Lets say console charges 30% to increase profit from -a% to +b%

Lets say Apple charges 30% to increase profit from +x% to +y%

The argument boils down to "One should be allowed to charge if it makes something unprofitable profitable. Therefore consoles should be allowed to charge but Apple should not."

But wouldn't this argument imply it is also wrong for consoles to charge in excess of what makes their profit greater than 0%? Or is there some fixed small amount of profit for which this is ok, say 5%, and Apple's profit from phones alone already exceeds this small number?




Extreme sustained profit margins are usually a signal that something fishy is going on.


A lot of brands have extreme profit margins on what they sell, but this is not considered illegal. Hell, a lot of brands are just reselling the same cheap goods as everyone else and charging more simply for having their name on it, but this is considered a perfectly valid business model.


>reselling the same cheap goods as everyone else and charging more simply for having their name on it

I've always seen this as slightly shady even if it is considered a valid business model.

It's often unclear if consumers are fooled about the true quality of goods, whether they are Veblen goods.

If it's a Veblen good or if they genuinely do value the brand name alone then I guess it's fine but it's not too exactly ethical to fool consumers about the quality of your products or what the brand actually represents (which is what consumers always say they value about brands - not the name itself).

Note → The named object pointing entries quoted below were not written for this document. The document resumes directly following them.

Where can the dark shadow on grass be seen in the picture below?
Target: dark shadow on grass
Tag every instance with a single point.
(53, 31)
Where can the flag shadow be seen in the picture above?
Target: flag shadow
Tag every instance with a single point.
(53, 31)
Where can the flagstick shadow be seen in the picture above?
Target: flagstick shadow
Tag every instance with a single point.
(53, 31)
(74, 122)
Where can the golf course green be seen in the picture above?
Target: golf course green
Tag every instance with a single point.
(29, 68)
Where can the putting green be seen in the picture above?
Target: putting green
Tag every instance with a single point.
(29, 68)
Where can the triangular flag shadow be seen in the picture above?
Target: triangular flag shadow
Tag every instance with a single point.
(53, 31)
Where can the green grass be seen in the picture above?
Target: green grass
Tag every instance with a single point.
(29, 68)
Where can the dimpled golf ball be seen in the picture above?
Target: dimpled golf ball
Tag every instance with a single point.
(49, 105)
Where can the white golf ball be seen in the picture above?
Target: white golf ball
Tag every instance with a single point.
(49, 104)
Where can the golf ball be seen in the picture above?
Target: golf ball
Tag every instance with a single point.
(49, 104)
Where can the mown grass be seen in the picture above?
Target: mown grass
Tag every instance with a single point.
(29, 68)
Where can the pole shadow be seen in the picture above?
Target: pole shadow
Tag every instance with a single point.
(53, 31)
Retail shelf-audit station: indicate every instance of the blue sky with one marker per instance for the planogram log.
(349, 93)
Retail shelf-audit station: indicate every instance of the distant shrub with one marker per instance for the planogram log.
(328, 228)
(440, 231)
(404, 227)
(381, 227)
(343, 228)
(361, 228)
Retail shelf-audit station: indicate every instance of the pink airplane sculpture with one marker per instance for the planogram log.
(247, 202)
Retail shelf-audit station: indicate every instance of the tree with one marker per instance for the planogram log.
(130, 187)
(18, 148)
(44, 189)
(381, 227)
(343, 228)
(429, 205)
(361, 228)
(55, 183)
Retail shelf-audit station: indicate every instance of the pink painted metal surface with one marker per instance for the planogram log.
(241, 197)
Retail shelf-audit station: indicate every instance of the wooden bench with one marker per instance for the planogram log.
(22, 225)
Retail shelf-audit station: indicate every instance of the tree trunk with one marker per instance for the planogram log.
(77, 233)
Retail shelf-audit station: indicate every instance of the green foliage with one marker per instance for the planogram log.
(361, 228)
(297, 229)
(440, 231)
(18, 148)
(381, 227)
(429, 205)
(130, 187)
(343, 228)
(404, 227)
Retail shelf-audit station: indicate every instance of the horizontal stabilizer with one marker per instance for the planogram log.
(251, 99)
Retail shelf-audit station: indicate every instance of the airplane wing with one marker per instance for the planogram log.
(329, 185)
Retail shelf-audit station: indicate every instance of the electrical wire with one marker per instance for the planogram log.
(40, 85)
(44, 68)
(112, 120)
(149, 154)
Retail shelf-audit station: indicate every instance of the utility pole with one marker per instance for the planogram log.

I'm likewise not very sympathetic to the idea that these brands deserve government protection from knock offs. If consumers genuinely aren't bothered about whether their Nike shirt is "real" why does the government need to be?


I think it is the Extreme "Net Profits Margin" that is fishy.

Extreme Gross profits margin is entirely what enables marketing and funding for luxury brands.


> … profit margins …

… are completely dependent on what expenses are attributed to the revenue by the cost accountant. Is producing WWDC an App Store cost?


It's certainly accounted as a cost by Apple when it calculates its 37.8% gross profit margin.


Since when are the Courts in the business of determining which business models are valid and how much profit is justifiable? How about whether it’s justifiable because one of the party’s is taking a loss somewhere? I would say those sound like political questions, but in this case, it’s not really the government’s business either.


Profit margin can be an indicator of monopolistic behavior, ie if you have a monopoly, you may be able to charge unusually high profit margins and maintain customers.

It's not absolute PROOF though, because maybe you can charge high profit margins because you make really good stuff and people and are willing to pay more.

But in general, in normal competitive markets, if you have a high markup people will tend to seek\buy cheaper alternatives.


That is not an answer to my questions within the context of the comment I was replying to.

> But in general, in normal competitive markets, if you have a high markup people will tend to seek\buy cheaper alternatives.

That is in fact what happens. Apple rarely dominates in market share, and they do not have dominant phone market share. I can’t recall a time where they ever did have dominant phone market share.